Par ailleurs, nous soutenons un approfondissement du marché intérieur dans le domaine des services, car cela contribuera à développer la croissance et les emplois en Europe, tout particulièrement en France, qui, vous le savez, est la première nation exportatrice de services en Europe.
Mais la méthode envisagée n'est pas acceptable : appliquer de façon généralisée le principe du pays d'origine risque en effet de tirer vers le bas les législations, et niveler par le bas les législations serait un contresens au regard du projet européen tel que nous l'envisageons.
Nous considérons qu'il est nécessaire de poursuivre le processus d'harmonisation pour garantir un socle fondamental de protection pour les travailleurs et pour les consommateurs.
Nous voulons aussi, bien sûr, préserver notre modèle social et culturel sur les aspects concernant les services publics, le droit du travail, la diversité culturelle.
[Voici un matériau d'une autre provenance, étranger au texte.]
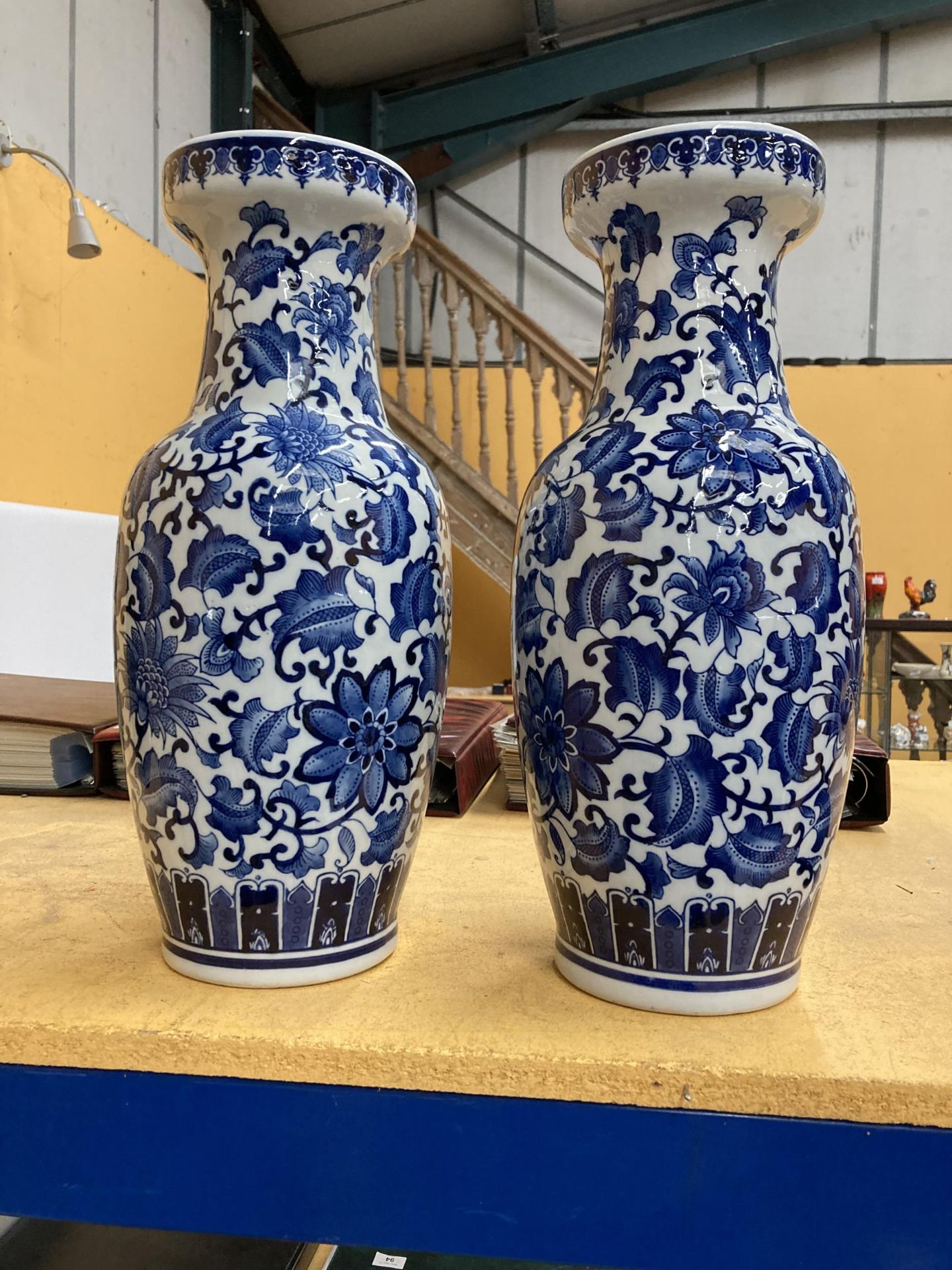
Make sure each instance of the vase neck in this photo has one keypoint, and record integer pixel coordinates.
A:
(692, 317)
(292, 232)
(287, 321)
Comme vous le savez, nous demandons que soient exclus du champ d'application de cette directive les services sociaux et de santé, l'audiovisuel, la presse, les professions juridiques réglementées, les jeux d'argent, les services de transport et les services de gestion collective des droits d'auteurs et droits voisins.
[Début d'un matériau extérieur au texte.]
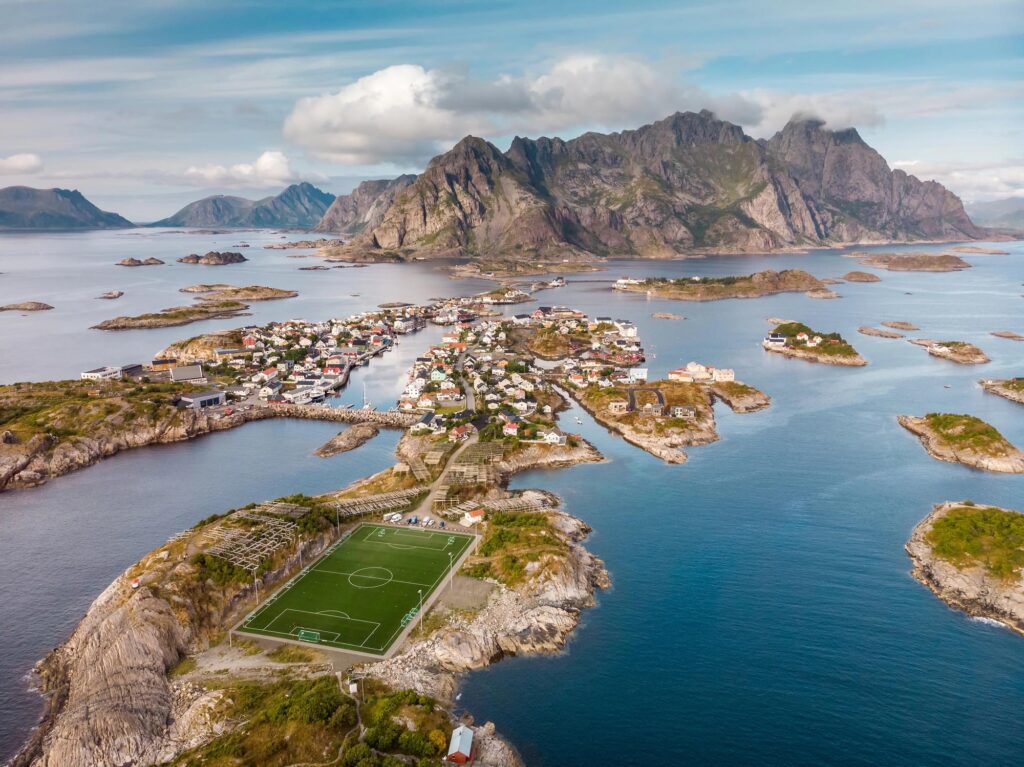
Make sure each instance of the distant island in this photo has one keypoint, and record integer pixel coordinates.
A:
(797, 340)
(971, 557)
(1010, 388)
(913, 261)
(136, 262)
(27, 306)
(27, 208)
(718, 288)
(299, 206)
(214, 302)
(214, 258)
(878, 332)
(965, 439)
(175, 315)
(961, 352)
(222, 292)
(687, 183)
(861, 277)
(900, 325)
Certains voudraient instrumentaliser le débat sur le traité constitutionnel à propos de cette directive. (Exclamations sur les travées du groupe CRC.)
M. Henri de Raincourt. Eh oui !
Mme Claudie Haigneré, ministre déléguée. Je rappelle que cette proposition n'est en rien liée au traité constitutionnel. Elle a été formulée sur la base des traités existants et elle ne pourra être approuvée que si elle recueille une majorité au Parlement européen et au Conseil des ministres de l'Union.
J'ajouterai même que je vois au contraire dans les discussions qui ont lieu actuellement un exemple de la vitalité démocratique de l'Union et du fonctionnement des institutions européennes, qui seront renforcées aux termes du traité constitutionnel qui vous est proposé.
L'action conjuguée du Gouvernement, du Parlement européen, qui examinera le texte dans les prochains mois, du Sénat - action à laquelle vous avez participé -, et de l'Assemblée nationale, puisque les députés se sont également mobilisés sur ce texte, a permis de faire prendre conscience à la Commission des difficultés très importantes que soulève cette proposition de directive.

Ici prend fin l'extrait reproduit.